Une cascade de nouveaux fûts radioactifs défectueux

     Ne dites pas fûts radioactifs défectueux, mais «colis non conformes»! Cette délicieuse subtilité de langage administratif nous rappelle que l'organisme national des déchets radioactifs (Ondraf) n'est pas sorti de l'auberge dans l'inventaire des fûts radioactifs endommagés découverts en 2003. Et pour cause: près de 1.500 «colis» problématiques sont désormais recensés à Dessel, en Flandre. Et la contagion s'est étendue à d'autres bâtiments...
     Lors du dernier inventaire relaté dans nos colonnes, en 2004, il apparaissait que 433 fûts faiblement radioactifs, voire moyennement radioactifs, avaient mal résisté à l'usure du temps. Le dernier rapport de l'Ondraf sur la question a atterri dans les locaux du Soir. Ce document confidentiel révèle toute l'ampleur du problème: «29.772 colis ont été inspectés au 12 mai 2007, note cette synthèse de deux pages. 1.414 ont été jugés non conformes aux critères d'inspection visuelle
     Entreposés dans les locaux de Belgoprocess, ces fûts de 400 litres sont victimes de phénomènes de corrosion, de gonflements, de dilatation ou de problèmes de fermeture. Ils proviennent en grande partie de quatre bâtiments où sont stockés près de 30.000 fûts.
     Mais ce savant inventaire n'est pas clos puisque les inspecteurs nucléaires ont découvert de nouveaux cas problématiques dans le bâtiment 127 dit «Eurostorage», qui dénombre 16.321 fûts moyennement radioactifs.
«Un cas d'école»
     «Après une première inspection globale de l'extérieur des piles, 65 colis non conformes ont été notés, expose le rapport. Ils présentent des dégradations similaires à celles constatées dans les bâtiments d'entreposage des déchets faiblement radioactifs (gonflement, débordement des colis possédant une matrice en bitume, corrosion de la soudure...).»
     Le rapport de l'Ondraf se veut rassurant: «Comme pour les colis non conformes des déchets faiblement radioactifs conditionnés, les mesures ont montré qu'il n'y a pas de danger pour la santé des travailleurs de Belgoprocess ni pour les riverains, puisque les substances radioactives restent confinées dans leur matrice et sont localisées dans des bâtiments sécurisés et totalement fermés
     Le rapport de l'Ondraf n'exclut toutefois pas de nouvelles découvertes au fur et à mesure de l'inventaire: «Pour mieux comprendre l'ampleur des dégradations constatées, l'Ondraf et Belgoprocess ont lancé deux actions, pointe le rapport. D'une part la poursuite accélérée du programme d'inspection et d'autre part la réalisation d'une étude scientifique des mécanismes à la base des dégradations constatées
     Les rapports précédents évaluaient à trois années l'inventaire et la mise au point du reconditionnement de ces fûts. Un délai qui est déjà largement dépassé :
     «L'Ondraf est devant un cas d'école, concède cet expert en énergie. C'est sans doute la première fois qu'il faut procéder au reconditionnement de tels fûts radioactifs destinés à la base à être lâchés en mer. Cela prendra encore des années. Et coûtera beaucoup plus d'argent qu'on ne le prétend...»


Synatom
     La société belge de combustible est une filiale d'Electrabel chargée de l'approvisionnement des centrales en uranium ainsi que de la gestion du combustible irradié jusqu'au transfert définitif à l'Ondraf (Organisme de gestion des déchets radioactifs).

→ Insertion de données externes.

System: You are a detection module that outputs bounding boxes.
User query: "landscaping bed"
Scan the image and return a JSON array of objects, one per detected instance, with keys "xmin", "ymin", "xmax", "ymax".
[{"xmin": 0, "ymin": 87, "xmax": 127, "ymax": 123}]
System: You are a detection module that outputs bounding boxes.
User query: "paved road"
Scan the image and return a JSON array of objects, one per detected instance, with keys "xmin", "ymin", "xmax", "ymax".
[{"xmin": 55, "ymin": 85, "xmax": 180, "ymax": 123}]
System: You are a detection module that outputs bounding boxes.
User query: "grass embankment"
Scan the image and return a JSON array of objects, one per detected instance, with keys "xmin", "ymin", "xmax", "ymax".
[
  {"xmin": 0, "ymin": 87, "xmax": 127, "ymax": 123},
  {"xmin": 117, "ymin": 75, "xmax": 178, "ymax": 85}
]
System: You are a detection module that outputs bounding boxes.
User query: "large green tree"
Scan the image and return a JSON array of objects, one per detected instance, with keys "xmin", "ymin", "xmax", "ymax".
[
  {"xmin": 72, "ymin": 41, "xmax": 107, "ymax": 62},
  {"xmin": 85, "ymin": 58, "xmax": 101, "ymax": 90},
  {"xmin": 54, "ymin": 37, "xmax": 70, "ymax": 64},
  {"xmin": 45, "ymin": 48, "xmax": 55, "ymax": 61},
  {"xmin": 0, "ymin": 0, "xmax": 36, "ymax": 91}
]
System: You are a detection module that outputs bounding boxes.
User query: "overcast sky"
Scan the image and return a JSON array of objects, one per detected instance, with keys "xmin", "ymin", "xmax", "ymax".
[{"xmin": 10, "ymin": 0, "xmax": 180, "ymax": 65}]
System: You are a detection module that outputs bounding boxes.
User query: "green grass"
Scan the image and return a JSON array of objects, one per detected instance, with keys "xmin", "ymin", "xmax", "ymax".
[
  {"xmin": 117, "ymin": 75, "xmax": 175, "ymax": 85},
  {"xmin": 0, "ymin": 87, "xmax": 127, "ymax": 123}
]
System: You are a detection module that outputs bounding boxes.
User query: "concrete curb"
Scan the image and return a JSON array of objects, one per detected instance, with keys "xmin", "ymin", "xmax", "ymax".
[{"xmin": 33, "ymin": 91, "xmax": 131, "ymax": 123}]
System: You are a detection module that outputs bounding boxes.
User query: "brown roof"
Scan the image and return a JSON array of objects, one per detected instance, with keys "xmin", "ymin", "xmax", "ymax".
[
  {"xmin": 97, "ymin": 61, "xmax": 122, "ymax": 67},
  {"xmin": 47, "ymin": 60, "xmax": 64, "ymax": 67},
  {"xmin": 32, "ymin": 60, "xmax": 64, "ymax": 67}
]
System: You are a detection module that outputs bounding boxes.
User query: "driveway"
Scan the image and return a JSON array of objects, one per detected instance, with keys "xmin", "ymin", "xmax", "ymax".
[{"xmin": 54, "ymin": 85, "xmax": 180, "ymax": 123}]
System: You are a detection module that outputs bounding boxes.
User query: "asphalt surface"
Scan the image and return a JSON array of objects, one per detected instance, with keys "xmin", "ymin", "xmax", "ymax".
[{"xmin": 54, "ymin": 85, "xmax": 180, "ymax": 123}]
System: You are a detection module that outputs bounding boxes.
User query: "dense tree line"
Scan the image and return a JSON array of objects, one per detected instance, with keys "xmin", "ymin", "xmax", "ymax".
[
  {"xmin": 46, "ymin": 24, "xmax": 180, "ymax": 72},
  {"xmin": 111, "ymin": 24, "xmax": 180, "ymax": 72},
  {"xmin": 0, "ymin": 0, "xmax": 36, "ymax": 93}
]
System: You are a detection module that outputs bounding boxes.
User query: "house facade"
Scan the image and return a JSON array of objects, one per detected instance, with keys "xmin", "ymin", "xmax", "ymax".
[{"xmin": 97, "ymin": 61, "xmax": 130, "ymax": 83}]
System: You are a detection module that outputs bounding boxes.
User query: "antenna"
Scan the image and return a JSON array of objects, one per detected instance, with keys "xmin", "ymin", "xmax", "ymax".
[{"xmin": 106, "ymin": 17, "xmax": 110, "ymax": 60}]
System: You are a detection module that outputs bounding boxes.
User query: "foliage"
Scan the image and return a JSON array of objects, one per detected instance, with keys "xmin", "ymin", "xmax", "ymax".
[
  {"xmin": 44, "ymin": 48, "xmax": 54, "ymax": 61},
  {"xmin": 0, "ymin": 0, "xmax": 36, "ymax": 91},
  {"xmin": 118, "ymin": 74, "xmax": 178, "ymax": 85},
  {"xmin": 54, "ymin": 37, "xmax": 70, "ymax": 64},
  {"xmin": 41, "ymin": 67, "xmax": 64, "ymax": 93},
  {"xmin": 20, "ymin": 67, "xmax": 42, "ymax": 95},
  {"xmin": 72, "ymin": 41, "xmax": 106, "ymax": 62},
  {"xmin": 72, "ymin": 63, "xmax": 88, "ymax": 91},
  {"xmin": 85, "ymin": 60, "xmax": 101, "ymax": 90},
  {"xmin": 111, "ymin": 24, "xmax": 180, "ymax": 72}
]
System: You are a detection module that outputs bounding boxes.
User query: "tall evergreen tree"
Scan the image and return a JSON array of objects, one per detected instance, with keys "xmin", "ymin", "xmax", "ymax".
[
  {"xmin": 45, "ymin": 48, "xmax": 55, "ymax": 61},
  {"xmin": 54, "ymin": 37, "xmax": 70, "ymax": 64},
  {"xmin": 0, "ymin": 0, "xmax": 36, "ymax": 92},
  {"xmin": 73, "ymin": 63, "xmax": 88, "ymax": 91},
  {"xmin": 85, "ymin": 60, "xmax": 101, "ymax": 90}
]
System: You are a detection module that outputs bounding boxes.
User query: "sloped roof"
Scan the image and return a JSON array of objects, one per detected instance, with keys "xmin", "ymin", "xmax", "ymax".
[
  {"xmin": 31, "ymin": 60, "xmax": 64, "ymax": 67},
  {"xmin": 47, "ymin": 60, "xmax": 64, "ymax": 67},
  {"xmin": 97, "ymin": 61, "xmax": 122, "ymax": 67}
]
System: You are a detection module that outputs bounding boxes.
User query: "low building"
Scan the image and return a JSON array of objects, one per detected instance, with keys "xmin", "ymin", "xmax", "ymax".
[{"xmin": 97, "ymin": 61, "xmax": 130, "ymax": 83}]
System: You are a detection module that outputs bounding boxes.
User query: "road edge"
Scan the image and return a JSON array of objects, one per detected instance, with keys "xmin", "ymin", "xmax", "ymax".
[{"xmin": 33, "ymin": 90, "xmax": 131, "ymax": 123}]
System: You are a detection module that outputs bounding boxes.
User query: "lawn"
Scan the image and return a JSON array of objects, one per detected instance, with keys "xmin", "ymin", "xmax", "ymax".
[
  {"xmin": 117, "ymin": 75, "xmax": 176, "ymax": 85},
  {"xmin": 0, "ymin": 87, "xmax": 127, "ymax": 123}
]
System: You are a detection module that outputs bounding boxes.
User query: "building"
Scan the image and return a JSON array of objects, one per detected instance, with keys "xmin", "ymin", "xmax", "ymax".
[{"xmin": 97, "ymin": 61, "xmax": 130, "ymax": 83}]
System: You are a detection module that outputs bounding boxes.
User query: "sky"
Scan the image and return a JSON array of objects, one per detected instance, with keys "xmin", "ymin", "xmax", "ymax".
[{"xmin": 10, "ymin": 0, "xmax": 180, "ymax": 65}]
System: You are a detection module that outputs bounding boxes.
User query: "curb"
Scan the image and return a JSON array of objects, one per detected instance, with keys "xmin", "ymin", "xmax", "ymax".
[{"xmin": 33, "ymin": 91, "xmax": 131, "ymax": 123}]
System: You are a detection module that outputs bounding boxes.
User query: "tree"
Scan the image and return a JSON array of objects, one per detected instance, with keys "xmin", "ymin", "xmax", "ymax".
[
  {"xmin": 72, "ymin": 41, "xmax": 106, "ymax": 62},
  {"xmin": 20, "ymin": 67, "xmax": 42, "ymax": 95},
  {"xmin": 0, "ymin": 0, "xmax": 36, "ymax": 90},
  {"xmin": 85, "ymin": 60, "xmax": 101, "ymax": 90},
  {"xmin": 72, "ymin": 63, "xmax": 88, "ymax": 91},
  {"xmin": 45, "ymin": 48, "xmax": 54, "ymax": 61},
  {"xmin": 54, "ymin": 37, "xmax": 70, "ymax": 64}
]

     Les déchets nucléaires. Faiblement, moyennement ou hautement radioactifs, les déchets nucléaires sont classés en trois catégories (A, B et C). Les déchets A et B représentent 95% du volume total des déchets entreposés en Belgique.
     La gestion des déchets. Sous la houlette de l'Ondraf, un site d'entreposage définitif a été retenu à Dessel pour les déchets faiblement radioactifs. Aucune solution n'a été arrêtée pour les déchets hautement radioactifs, dont la durée de vie se compte en milliers d'années. L'hypothèse d'un enfouissement dans des couches d'argile en profondeur est retenue.
     Les risques des déchets défectueux. Enrobés de ciment ou de bitume, les déchets contenus dans 1.500 fûts endommagés sont issus du passif nucléaire. Ils ne présenteraient pas de risques.